Cour d’appel administrative de Paris, le 14 février 2025, n°23PA04061

Par une décision rendue le 14 février 2025, la Cour administrative d’appel de Paris précise le régime de recevabilité du recours pour excès de pouvoir contre les clauses contractuelles.

Une entreprise privée de collecte de déchets contestait les stipulations tarifaires d’une convention de concession conclue entre un syndicat intercommunal et un opérateur spécialisé dans le traitement.

Le tribunal administratif de Nouvelle-Calédonie avait initialement rejeté cette demande comme irrecevable le 21 juillet 2023 au motif que la clause ne présentait pas un caractère divisible.

La requérante soutient que les tarifs imposés méconnaissent le principe d’égalité entre les usagers et portent atteinte à la libre concurrence dans le secteur du traitement des déchets.

La Cour annule le jugement de première instance mais rejette au fond les conclusions de la société requérante en validant la légalité des stipulations tarifaires présentes dans la convention.

L’étude de cette solution conduit à examiner d’abord l’identification du caractère réglementaire des stipulations tarifaires avant d’analyser la légalité maintenue du dispositif de tarification minimale.

**I. L’identification du caractère réglementaire des stipulations tarifaires**

**A. Une application rigoureuse des critères jurisprudentiels de recevabilité**

Les juges d’appel rappellent qu’un tiers est recevable à demander l’annulation des clauses réglementaires d’un contrat administratif portant une atteinte directe et certaine à ses intérêts légitimes.

Selon la Cour, « revêtent un caractère réglementaire les clauses d’un contrat qui ont, par elles-mêmes, pour objet l’organisation ou le fonctionnement d’un service public » de traitement.

La stipulation contestée règle directement la situation de personnes étrangères à la relation contractuelle en fixant un cadre impératif pour les tarifs applicables aux prestations réalisées par le concessionnaire.

Cette solution s’inscrit dans le prolongement de la jurisprudence classique permettant aux tiers d’attaquer les dispositions générales organisant le service public, indépendamment de la nature globale du contrat.

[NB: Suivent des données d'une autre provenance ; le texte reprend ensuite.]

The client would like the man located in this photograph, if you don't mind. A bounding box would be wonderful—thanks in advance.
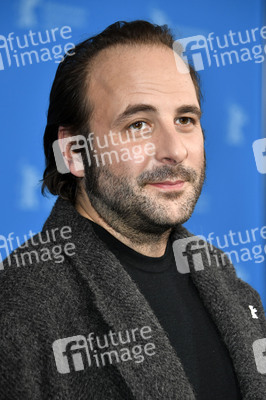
[0,21,266,400]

**B. L’indifférence du champ d’application de la clause sur sa nature juridique**

La Cour administrative d’appel de Paris souligne que la qualification réglementaire est indépendante de la circonstance que les prestations seraient situées hors du service public délégué par la collectivité.

Elle affirme ainsi qu’est « sans incidence sur cette qualification la circonstance que les prestations concernées par cette clause tarifaire seraient hors champs du service public concédé » par le syndicat.

Cette précision renforce la protection des tiers en évitant que des stipulations contractuelles affectant le marché ne soient soustraites au contrôle effectif du juge de l’excès de pouvoir.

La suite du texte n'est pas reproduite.